PecanProject / pecan

The Predictive Ecosystem Analyzer (PEcAn) is an integrated ecological bioinformatics toolbox.
www.pecanproject.org
Other
200 stars 231 forks source link

PEcAn issue with reading ED2 output #478

Closed Viskari closed 8 years ago

Viskari commented 9 years ago

When running pecan with the current git version of ED2, I get the following error message:

model2netcdf.ED2('/data/tviskari/pecan/out/ENS-00001', 45.92, -90.45, '2004/01/01', '2004/12/31') [1] "2003<2004" [1] "----- Processing year: 2004" 2015-05-11 16:01:36 WARN [getHdf5Data] : Could not find AVG_BDEAD in ed hdf5 output. 2015-05-11 16:01:36 WARN [getHdf5Data] : Could not find AVG_PLANT_RESP in ed hdf5 output. 2015-05-11 16:01:36 WARN [getHdf5Data] : Could not find AVG_CO2CAN in ed hdf5 output. 2015-05-11 16:01:36 WARN [getHdf5Data] : Could not find AVG_GPP in ed hdf5 output. 2015-05-11 16:01:36 WARN [getHdf5Data] : Could not find AVG_HTROPH_RESP in ed hdf5 output. 2015-05-11 16:01:36 WARN [getHdf5Data] : Could not find AVG_GPP in ed hdf5 output. 2015-05-11 16:01:36 WARN [getHdf5Data] : Could not find AVG_PLANT_RESP in ed hdf5 output. 2015-05-11 16:01:36 WARN [getHdf5Data] : Could not find AVG_HTROPH_RESP in ed hdf5 output. 2015-05-11 16:01:36 WARN [getHdf5Data] : Could not find AVG_GPP in ed hdf5 output. 2015-05-11 16:01:36 WARN [getHdf5Data] : Could not find AVG_PLANT_RESP in ed hdf5 output. 2015-05-11 16:01:36 WARN [getHdf5Data] : Could not find AVG_HTROPH_RESP in ed hdf5 output. 2015-05-11 16:01:36 WARN [getHdf5Data] : Could not find AVG_PLANT_RESP in ed hdf5 output. 2015-05-11 16:01:36 WARN [getHdf5Data] : Could not find AVG_FSC in ed hdf5 output. 2015-05-11 16:01:36 WARN [getHdf5Data] : Could not find AVG_STSC in ed hdf5 output. 2015-05-11 16:01:36 WARN [getHdf5Data] : Could not find AVG_SSC in ed hdf5 output. 2015-05-11 16:01:36 WARN [getHdf5Data] : Could not find AVG_SOIL_TEMP in ed hdf5 output. Error in array(0, ncol(soiltemp)) : 'dims' cannot be of length 0 Calls: model2netcdf.ED2 -> array Execution halted

Looking at the ED2 ed_statevars.f90 in an older version and the new version, there are a lot of variables relating to those missing in the new version, with most of the AVG* files are missing, especially the NACP comparison variables.
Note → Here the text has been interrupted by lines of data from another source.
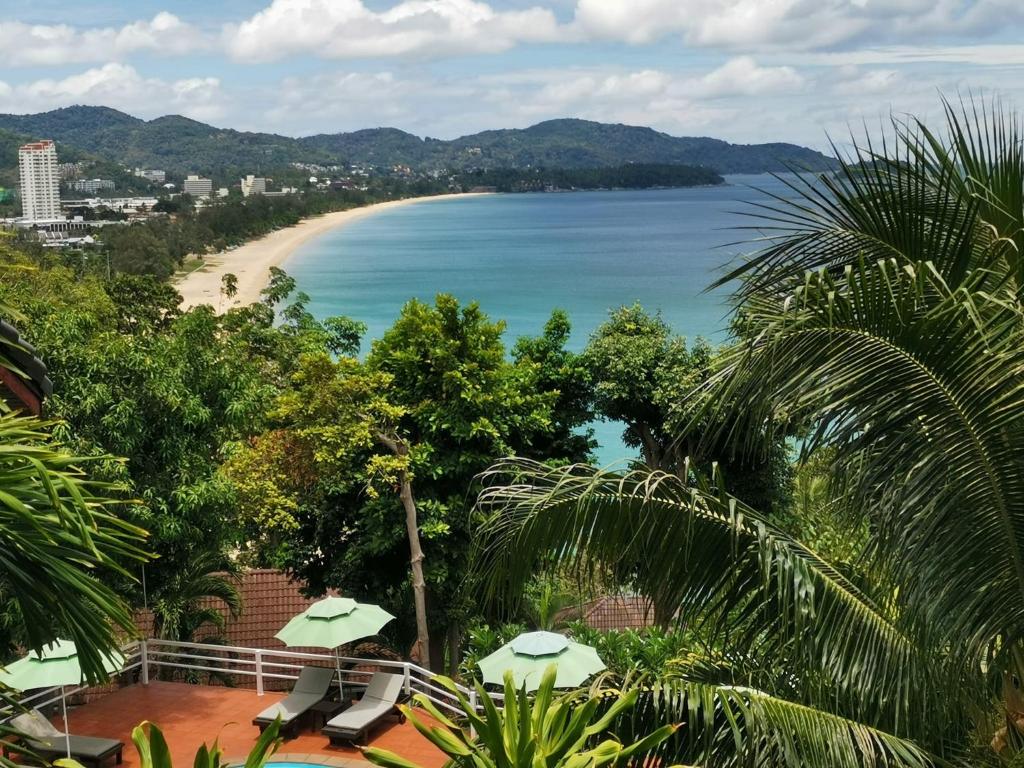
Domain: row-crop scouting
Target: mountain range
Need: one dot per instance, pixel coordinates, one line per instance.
(179, 144)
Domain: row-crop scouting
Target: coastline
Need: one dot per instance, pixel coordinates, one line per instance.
(251, 261)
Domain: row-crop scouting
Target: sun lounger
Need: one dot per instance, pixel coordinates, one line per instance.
(309, 689)
(49, 743)
(377, 702)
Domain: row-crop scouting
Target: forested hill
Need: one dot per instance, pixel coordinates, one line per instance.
(566, 143)
(179, 144)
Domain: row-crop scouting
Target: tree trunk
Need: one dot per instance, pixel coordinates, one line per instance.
(398, 448)
(648, 448)
(416, 559)
(455, 649)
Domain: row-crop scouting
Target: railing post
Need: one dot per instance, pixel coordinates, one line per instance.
(259, 673)
(143, 654)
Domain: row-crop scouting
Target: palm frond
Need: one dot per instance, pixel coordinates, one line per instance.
(918, 385)
(741, 726)
(58, 536)
(721, 564)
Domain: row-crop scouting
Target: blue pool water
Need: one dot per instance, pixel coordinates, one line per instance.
(520, 256)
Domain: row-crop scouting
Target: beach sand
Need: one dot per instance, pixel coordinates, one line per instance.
(251, 262)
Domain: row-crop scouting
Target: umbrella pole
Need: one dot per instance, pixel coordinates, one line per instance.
(64, 707)
(341, 684)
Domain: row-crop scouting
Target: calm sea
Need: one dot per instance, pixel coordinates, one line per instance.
(522, 255)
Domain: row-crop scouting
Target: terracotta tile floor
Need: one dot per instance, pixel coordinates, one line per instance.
(189, 715)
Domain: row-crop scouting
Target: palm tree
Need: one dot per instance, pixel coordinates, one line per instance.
(187, 602)
(884, 312)
(194, 606)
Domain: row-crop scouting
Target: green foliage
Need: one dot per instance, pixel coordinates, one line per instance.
(886, 313)
(645, 652)
(322, 484)
(646, 377)
(538, 731)
(138, 249)
(557, 370)
(58, 534)
(171, 391)
(154, 752)
(181, 605)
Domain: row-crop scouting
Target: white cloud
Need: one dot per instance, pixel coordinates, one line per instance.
(347, 29)
(742, 77)
(122, 87)
(23, 44)
(794, 25)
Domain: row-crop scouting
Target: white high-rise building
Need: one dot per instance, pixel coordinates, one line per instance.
(40, 181)
(198, 186)
(253, 185)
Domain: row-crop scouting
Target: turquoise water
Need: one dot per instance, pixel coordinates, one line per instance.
(523, 255)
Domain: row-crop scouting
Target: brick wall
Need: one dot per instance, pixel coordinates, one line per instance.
(619, 612)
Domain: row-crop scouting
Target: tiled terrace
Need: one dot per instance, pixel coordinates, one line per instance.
(190, 715)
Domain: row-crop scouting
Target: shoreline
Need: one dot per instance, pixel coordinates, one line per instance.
(251, 261)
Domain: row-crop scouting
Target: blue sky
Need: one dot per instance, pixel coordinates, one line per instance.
(740, 70)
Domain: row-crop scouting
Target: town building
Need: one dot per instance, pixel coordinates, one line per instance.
(70, 170)
(154, 175)
(37, 164)
(91, 185)
(198, 186)
(253, 185)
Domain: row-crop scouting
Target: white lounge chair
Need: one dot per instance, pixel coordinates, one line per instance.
(378, 701)
(43, 738)
(309, 689)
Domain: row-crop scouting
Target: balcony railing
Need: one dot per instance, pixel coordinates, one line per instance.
(259, 665)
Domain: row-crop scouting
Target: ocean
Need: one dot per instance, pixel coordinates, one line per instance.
(520, 256)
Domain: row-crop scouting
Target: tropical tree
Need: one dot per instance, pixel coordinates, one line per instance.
(187, 602)
(885, 313)
(541, 730)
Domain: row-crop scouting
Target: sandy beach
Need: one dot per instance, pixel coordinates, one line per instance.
(251, 262)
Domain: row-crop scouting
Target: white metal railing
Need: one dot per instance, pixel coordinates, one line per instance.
(261, 666)
(133, 653)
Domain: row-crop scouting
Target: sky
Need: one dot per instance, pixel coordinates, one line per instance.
(745, 71)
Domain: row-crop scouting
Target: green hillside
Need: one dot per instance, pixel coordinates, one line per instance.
(174, 143)
(179, 145)
(565, 143)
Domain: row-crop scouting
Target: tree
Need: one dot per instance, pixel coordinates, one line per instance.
(539, 731)
(887, 313)
(58, 532)
(169, 390)
(648, 378)
(566, 373)
(434, 403)
(137, 250)
(634, 357)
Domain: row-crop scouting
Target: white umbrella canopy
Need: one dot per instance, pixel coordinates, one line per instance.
(530, 653)
(54, 666)
(332, 623)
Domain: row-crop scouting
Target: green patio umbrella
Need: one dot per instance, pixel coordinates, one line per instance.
(332, 623)
(56, 665)
(529, 654)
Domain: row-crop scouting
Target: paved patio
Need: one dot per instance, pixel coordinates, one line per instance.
(190, 715)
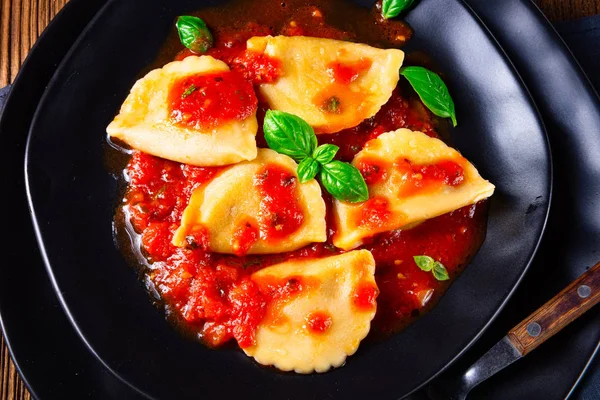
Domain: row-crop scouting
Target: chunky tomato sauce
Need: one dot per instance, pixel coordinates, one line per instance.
(212, 295)
(206, 101)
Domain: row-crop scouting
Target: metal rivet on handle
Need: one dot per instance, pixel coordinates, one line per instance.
(584, 291)
(534, 329)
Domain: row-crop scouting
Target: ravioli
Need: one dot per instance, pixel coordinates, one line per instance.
(331, 84)
(323, 321)
(145, 122)
(411, 178)
(241, 220)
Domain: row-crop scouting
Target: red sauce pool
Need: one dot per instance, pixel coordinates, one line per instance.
(212, 296)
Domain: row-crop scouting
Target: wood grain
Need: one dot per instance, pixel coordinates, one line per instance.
(22, 21)
(558, 312)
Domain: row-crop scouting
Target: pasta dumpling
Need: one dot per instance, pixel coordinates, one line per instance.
(256, 207)
(179, 112)
(411, 178)
(323, 316)
(331, 84)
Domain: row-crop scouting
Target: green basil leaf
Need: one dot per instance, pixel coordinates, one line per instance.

I can start working on this, but first I need confirmation whetever or not try to have those added back to ED2 or to alter pecan?

dlebauer commented 9 years ago

@mdietze is this something that should be fixed in PEcAn or a feature in ED2 that should be re-implemented, or other?

mdietze commented 9 years ago

It appears that the variable names have shifted from AVG* to FMEAN*_PY (e.g. FMEAN_GPP_PY). @Viskari do these variables exist in the -T- outputs? If so we should be able to update the pecan ED module to check for which version of the variable names exist and then read either (we don't want to loose the backward compatibility).

Viskari commented 9 years ago

The variables don't come up when I list the output in the -T-outputs, although when checking the ED2 variables list, it should be written to file somewhere. I am still checking this out.

Viskari commented 9 years ago

FMEAN_*_PY variables are written out in the -I- outputs instead of the -T- outputs. How do you wish to proceed with this?

mdietze commented 9 years ago

Hmm. after poking around an older version of the ED code it looks like almost all the :opti variables have been dropped from ed_state_vars. It's probably worth moving this issue the ED2 git hub in order to discuss with the larger community about why those variables were dropped and whether it makes more sense to reinstate all of them or whether they all have FMEAN equivalents. We definitely need them back in. As a test you might try adding :opti to their output flag list to see if that fixes the problem or if the sub-daily time averaging is being done wrong. Also it would be good to check that ALL dropped :opti variable have FMEAN equivalents, or whether there's some that need to be added.

Viskari commented 9 years ago

So progress on this. After bringing this up in ED2 git, turns out that the first step was just adding the correct output key to the ED2, which I have now done and it writes the FMEAN equivalents to the T-analysis file.

Next two steps will be to check that everything is still there and change the pecan output reading file.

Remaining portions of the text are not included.